# It's Official!!



## BirdCrazyJill (Jan 12, 2011)

*Chewy is officially a GIRL!!!   

I was snuggling with HER tonight and I was making some whistling noises and SHE decided to "present" herself to me... head down, wings back, tail up... SHE is also 10 months old and has not lost a single one of her pearl markings  So I am glad to say that I have two FEMALE cockatiels and do not have to worry about any future breeding, and SHE will now keep those beautiful pearl markings forever :2thumbs: I was confused for a while because SHE likes to be vocal sometimes around bedtime, but now I know for sure!

Here are some photos of my gorgeous GIRL 











*


----------



## Budget baby (Jan 1, 2013)

She is indeed a striking colour, It is lovely that she is so interactive and happy to be cuddled and preened a great relationship Lucky You.:budgie:


----------



## FaeryBee (May 9, 2011)

*Chewie is a very beautiful little girl! I'm glad you won't have to be concerned about the two tiels mating in the future. *


----------



## Jonah (Feb 3, 2013)

Awesome Jill...


----------



## kwatson (Jan 19, 2014)

That's awesome, and she is a beauty that's for sure


----------



## budgiebabie (May 8, 2014)

I just love Chewy! She is so beautiful. My bird store has a lutino and I can't stop thinking about it. Trying to control myself since I already have 2 tiels, 4 budgies and 4 zebra finches.
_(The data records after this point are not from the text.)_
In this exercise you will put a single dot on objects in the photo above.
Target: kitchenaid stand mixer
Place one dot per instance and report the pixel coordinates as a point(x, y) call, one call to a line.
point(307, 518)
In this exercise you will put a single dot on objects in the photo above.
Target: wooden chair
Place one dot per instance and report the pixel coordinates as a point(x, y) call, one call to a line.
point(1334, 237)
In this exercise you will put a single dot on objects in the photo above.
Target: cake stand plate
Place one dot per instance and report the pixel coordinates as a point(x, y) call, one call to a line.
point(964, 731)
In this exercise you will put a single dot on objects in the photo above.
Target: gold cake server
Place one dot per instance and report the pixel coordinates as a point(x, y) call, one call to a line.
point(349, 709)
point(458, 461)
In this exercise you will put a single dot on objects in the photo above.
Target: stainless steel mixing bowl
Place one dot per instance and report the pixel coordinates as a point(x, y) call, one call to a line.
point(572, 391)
My inlaws tell me I am running a non profit zoo.


----------



## PrincipePio (Jan 21, 2014)

She's a beautiful birdy!


----------



## aluz (Jul 24, 2011)

That's great news, even though it's going to take a while to get used to referring Chewy as a girl, congrats!! :woot:


----------



## guatemama (Jul 29, 2009)

So glad your girlie is gonna stay pearly!!


----------



## jellyblue (Aug 11, 2010)

Chewy is a beautiful little girl. Her crest is magnificent.


----------



## Impeckable (May 11, 2013)

I know I've said it on another thread but Chewie is a stunning looking bird, the markings on her wings are just beautiful :wow:


----------



## SkyBluesMommy (Jul 21, 2012)

Chewy is such a lovely little girl. Happy that you finally figured out her gender.


----------



## eduardo (Jul 24, 2011)

*Yaay! Good to know 
I love female tiels; they are so much sweeter and nicer than those crazy boys :laughing: Just look at my Tony, what a vandal :scare: LOL*


----------



## pmiaria (Jan 26, 2011)

She's got such beautiful markings and such a cute face ! This is the best way to find out the gender instead of finding an egg somewhere...


----------



## kcladyz (Apr 8, 2014)

soo pretty


----------



## CuteLittleBirdies (Sep 27, 2009)

*I have a confession.... I had secretly hoped Chewy was a girl  I love  pearls, and she is no exception!! Every time I see a picture of her I am tempted to get a tiel again, I had 2 of the absolute best if them growing up (one girl and one boy) but never a pearl *


----------



## BirdCrazyJill (Jan 12, 2011)

*Thanks everyone!! 



CuteLittleBirdies said:



I have a confession.... I had secretly hoped Chewy was a girl  I love  pearls, and she is no exception!! Every time I see a picture of her I am tempted to get a tiel again, I had 2 of the absolute best if them growing up (one girl and one boy) but never a pearl 

Click to expand...

Yes, she is a stunner!! I was hoping she would be a girl from the beginning as well because I just love the contrast of the grey and white in the whiteface pearls  I was thrown off because she is much more vocal than Muffin is in her chatter, so I thought it was a male trait! I am so glad she is keeping the pearls! and although she is extremely accident prone  she is the most snuggly little bird I have ever had! such a love bug  I could do without her screams though... *


----------



## Budgiekeet (Mar 4, 2012)

Finally some good news for you and Mike and your birds . I have to agree with you and everyone else that she is stunning. If I ever see one like her in the store she will be mine in an instant .


----------